Roof rats: Are they lurking in your attic?
When Nancy McDonald found roof rats in her attic last winter, she says she "freaked out."
The Lutz homeowner promptly called highly rated Rick Ricker Termite & Pest Control Inc. in Odessa. Three months later, she says, the last rat had been trapped and they haven't come back.
"Some people say they don't hurt anything, but you know what, I didn't want them up there," McDonald says. "I was not happy with them up there."
Natural climbers
Roof rats - also called black, fruit or citrus rats - are one of the top household pests in Florida, according to Bill Kern, associate professor of entomology and nematology with the University of Florida.
They're called roof rats because they are natural climbers and prefer to nest in trees or attics. They chew on wires, ducts and insulation. In the United States, they are found mainly in the Gulf Coast states and California.
One female can produce 40 offspring a year, and those babies can produce their own litters within four months.
Ricker says roof rats can move into a home undetected, particularly if the attic is well insulated so the homeowner can't hear them. He likens them to squirrels in that they do their foraging outside.
"They get brazen when they overpopulate," he says, adding that one customer had a roof rat nesting on the cover of his Harley-Davidson.
Wait for a professional
Getting rid of them requires sealing all access points, removing food and nesting areas, and trapping the remaining rodents. Exterminators have their own preferences regarding the proper order. Some trap, then seal.

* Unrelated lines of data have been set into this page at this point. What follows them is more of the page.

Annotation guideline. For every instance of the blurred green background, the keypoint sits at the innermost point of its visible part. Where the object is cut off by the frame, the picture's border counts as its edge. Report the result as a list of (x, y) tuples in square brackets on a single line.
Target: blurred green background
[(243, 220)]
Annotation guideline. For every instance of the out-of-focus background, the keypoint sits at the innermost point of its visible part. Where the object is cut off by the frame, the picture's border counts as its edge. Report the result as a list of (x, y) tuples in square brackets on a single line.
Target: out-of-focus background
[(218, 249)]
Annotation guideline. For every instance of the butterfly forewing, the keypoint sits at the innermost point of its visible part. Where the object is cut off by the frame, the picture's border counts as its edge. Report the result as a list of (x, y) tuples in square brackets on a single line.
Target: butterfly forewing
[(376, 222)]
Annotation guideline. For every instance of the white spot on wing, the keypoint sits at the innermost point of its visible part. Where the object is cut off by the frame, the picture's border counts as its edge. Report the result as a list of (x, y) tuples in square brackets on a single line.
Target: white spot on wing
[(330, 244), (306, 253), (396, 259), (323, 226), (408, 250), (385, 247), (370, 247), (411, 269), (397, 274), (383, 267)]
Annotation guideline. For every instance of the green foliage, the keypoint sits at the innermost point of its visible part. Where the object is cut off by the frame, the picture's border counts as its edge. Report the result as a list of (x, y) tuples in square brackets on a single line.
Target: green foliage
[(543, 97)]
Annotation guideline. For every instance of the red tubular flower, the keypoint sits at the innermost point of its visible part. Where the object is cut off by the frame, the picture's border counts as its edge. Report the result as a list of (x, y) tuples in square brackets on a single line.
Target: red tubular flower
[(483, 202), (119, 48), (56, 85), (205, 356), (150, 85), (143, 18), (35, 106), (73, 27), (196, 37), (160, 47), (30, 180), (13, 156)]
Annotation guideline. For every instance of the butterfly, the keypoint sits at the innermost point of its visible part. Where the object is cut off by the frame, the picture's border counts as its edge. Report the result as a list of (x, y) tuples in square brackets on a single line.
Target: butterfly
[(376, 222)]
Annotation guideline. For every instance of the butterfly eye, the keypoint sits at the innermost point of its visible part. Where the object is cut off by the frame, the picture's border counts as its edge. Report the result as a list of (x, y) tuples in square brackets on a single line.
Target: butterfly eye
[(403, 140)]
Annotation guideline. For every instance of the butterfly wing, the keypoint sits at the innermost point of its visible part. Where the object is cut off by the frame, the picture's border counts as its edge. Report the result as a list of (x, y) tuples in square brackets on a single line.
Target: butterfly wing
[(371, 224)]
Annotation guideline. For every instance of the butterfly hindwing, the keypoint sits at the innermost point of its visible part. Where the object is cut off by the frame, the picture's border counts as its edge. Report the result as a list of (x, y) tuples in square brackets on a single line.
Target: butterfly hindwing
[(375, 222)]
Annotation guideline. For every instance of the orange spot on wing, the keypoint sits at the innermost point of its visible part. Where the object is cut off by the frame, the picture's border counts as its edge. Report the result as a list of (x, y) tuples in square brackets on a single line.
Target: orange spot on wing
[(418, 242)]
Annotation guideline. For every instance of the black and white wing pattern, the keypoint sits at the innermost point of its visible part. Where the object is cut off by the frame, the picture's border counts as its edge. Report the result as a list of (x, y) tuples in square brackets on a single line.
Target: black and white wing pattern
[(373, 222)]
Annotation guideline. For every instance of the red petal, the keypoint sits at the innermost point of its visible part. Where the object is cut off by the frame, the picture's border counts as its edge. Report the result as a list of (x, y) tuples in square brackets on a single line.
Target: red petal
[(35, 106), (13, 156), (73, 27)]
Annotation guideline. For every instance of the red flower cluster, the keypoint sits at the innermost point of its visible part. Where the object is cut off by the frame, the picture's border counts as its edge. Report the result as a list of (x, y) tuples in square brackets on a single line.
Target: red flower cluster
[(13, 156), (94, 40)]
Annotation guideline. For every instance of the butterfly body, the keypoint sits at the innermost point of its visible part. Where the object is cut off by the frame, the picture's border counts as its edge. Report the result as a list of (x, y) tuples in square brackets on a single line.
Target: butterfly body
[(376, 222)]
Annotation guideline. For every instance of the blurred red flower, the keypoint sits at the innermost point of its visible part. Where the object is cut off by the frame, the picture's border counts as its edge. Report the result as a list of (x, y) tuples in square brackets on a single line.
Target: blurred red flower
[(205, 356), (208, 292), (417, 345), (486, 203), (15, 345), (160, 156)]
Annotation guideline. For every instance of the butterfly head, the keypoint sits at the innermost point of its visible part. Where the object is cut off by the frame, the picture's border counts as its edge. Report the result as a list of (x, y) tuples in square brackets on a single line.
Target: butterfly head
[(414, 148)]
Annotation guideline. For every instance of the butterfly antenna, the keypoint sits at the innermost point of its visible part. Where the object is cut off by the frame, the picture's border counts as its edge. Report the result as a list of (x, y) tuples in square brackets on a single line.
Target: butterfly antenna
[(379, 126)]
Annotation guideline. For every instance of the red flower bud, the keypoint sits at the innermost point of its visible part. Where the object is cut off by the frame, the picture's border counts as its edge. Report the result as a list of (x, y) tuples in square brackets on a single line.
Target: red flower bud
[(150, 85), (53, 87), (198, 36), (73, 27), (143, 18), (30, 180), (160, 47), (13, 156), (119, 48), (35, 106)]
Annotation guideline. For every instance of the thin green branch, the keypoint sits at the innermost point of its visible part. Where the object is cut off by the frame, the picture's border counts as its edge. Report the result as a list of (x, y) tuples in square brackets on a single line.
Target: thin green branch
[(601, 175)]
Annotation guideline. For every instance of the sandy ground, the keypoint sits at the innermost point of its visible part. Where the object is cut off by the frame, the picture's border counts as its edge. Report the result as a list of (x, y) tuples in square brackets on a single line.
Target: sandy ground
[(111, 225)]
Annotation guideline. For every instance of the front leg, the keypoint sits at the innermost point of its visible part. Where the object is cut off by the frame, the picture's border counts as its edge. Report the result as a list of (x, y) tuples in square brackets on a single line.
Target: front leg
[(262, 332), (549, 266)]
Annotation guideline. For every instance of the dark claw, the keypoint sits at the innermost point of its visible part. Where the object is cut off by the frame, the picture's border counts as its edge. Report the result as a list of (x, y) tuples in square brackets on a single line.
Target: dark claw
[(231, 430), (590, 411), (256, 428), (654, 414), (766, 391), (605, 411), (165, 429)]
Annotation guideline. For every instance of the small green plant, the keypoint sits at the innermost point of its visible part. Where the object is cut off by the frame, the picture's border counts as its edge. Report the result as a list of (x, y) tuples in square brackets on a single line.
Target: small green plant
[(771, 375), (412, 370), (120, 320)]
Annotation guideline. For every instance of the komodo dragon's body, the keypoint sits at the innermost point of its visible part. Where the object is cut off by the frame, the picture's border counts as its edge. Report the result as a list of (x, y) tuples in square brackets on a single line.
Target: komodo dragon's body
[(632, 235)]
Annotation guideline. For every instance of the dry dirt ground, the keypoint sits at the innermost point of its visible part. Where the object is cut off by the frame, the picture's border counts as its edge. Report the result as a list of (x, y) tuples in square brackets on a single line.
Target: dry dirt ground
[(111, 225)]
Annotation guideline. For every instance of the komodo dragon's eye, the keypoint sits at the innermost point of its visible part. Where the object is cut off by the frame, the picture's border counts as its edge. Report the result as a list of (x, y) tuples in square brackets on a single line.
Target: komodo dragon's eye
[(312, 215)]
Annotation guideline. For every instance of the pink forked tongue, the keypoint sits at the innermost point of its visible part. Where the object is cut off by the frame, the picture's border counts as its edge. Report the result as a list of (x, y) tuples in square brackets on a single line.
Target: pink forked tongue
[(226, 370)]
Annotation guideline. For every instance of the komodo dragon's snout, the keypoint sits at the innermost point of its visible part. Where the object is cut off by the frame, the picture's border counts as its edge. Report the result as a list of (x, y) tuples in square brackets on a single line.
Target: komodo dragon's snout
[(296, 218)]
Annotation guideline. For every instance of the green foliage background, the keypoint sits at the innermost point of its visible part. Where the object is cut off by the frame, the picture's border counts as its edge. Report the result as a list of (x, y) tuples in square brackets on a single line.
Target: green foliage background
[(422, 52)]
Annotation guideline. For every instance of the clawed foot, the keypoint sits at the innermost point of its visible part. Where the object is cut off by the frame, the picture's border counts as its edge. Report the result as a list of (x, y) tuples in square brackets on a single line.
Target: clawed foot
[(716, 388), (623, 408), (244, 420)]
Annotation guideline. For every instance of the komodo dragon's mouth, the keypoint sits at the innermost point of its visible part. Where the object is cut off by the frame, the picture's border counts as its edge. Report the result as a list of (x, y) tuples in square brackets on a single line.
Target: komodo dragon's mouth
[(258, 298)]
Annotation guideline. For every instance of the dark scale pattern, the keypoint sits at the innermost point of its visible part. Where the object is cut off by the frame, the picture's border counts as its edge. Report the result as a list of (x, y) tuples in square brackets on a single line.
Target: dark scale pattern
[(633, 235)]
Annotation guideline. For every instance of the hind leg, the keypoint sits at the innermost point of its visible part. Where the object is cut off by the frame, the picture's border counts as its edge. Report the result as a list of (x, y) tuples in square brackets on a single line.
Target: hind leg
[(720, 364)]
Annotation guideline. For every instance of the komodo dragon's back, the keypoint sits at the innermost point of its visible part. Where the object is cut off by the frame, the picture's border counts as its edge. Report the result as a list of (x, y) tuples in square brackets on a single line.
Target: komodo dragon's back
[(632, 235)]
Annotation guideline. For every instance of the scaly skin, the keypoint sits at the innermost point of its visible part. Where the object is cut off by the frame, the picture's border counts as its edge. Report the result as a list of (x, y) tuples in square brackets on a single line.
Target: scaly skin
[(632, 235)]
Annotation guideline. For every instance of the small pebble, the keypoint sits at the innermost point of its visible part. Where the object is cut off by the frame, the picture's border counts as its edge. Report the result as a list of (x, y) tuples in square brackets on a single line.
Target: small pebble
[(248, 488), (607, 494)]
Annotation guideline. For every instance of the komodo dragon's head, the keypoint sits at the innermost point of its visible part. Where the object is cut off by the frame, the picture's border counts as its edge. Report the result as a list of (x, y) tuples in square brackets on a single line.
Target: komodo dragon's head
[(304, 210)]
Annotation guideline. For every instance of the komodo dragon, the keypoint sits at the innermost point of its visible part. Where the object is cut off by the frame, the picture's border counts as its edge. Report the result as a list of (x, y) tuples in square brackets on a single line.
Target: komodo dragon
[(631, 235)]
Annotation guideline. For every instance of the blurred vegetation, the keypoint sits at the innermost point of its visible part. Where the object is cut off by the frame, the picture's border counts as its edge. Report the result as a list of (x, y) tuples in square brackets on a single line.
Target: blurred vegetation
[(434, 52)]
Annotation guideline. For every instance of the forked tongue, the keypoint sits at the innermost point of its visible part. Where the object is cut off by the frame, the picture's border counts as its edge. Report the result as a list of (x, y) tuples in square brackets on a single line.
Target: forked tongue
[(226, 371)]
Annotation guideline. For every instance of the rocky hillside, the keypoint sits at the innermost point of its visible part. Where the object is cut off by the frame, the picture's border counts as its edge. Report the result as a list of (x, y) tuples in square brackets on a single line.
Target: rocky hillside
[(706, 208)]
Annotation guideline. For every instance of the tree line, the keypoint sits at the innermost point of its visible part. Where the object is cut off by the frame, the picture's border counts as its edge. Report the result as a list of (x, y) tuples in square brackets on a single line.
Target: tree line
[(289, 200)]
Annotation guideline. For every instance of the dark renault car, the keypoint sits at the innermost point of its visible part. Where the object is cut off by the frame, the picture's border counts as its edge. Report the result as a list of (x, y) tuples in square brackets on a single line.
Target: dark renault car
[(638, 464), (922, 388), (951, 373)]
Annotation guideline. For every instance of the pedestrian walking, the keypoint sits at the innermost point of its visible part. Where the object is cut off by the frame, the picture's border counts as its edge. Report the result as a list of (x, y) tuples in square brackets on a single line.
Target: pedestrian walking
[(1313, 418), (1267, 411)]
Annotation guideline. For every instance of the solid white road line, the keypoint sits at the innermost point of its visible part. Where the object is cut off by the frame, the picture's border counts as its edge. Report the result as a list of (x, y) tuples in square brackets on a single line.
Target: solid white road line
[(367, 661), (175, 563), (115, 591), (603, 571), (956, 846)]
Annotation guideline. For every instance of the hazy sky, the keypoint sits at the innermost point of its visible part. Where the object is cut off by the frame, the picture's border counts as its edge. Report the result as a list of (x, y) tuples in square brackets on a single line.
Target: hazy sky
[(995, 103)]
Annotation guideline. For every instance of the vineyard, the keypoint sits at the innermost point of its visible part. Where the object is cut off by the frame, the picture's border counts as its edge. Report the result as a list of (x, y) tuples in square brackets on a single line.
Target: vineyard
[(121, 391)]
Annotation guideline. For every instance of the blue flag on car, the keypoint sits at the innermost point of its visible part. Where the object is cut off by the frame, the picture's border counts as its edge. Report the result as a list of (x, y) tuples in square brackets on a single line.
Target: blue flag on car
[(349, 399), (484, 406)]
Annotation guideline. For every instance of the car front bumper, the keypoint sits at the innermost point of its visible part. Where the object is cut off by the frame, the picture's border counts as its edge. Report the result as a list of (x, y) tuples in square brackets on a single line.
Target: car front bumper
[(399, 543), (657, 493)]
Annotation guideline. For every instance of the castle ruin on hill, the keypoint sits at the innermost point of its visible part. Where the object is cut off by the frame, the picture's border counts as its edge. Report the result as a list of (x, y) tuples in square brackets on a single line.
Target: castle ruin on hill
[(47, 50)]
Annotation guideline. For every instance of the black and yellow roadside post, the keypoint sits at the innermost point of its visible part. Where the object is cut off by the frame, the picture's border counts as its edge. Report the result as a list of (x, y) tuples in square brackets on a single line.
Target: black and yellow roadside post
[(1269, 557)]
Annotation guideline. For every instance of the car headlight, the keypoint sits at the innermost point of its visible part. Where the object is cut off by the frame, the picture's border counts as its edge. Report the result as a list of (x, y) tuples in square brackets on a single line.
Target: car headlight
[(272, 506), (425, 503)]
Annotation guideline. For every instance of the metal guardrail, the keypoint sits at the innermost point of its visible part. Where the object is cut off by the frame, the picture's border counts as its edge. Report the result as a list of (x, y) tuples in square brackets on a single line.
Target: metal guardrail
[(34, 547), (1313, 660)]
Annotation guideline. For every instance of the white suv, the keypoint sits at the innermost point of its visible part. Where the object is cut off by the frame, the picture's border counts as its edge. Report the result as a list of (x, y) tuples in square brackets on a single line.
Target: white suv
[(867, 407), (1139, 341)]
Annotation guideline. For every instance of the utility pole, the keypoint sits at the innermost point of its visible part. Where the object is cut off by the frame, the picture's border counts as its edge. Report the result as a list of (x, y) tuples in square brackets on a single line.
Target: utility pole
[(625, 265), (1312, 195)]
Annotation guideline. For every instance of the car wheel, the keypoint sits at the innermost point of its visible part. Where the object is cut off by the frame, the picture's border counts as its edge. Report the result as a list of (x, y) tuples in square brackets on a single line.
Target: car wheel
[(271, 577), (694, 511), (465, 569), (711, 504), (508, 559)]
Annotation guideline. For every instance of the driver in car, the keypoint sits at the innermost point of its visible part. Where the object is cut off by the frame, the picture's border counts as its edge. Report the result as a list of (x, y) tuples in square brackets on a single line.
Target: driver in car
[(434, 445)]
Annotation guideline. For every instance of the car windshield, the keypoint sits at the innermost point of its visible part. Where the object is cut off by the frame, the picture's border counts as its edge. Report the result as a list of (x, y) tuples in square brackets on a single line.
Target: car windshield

Others seal, then trap.
Dan Soles, owner of highly rated Soles Exterminating in Seminole, does the latter. "The rule of thumb is any hole one-half inch in diameter," he says. "If they can squeeze their head through, they can squeeze their bodies through."
The No. 1 access point in most slab homes is the Freon line that runs from the air conditioner compressor on the ground up the exterior wall and into the attic, says Mike Ahles, environmental control technician with the St. Petersburg Sanitation Department, which offers free rat control to residents.
Once the building is sealed, Soles sets traps instead of using bait inside. Ricker agrees with that approach. With bait, "You will wind up with a dead rat and you won't be able to find it," he says.
Learn more
Roof rat experts can be found under two Angie's List categories: "animal removal" and "pest control/exterminating."
Although homeowners' first impulse is to clean when they find rats, Ahles prefers they keep everything the same, capture as many rats as possible, then clean. "If you disrupt everything, it is going to scatter them," he says.
Costs vary widely. McDonald's rat abatement was covered under her $360 annual pest control contract. Soles says he charges about $95 for a basic job.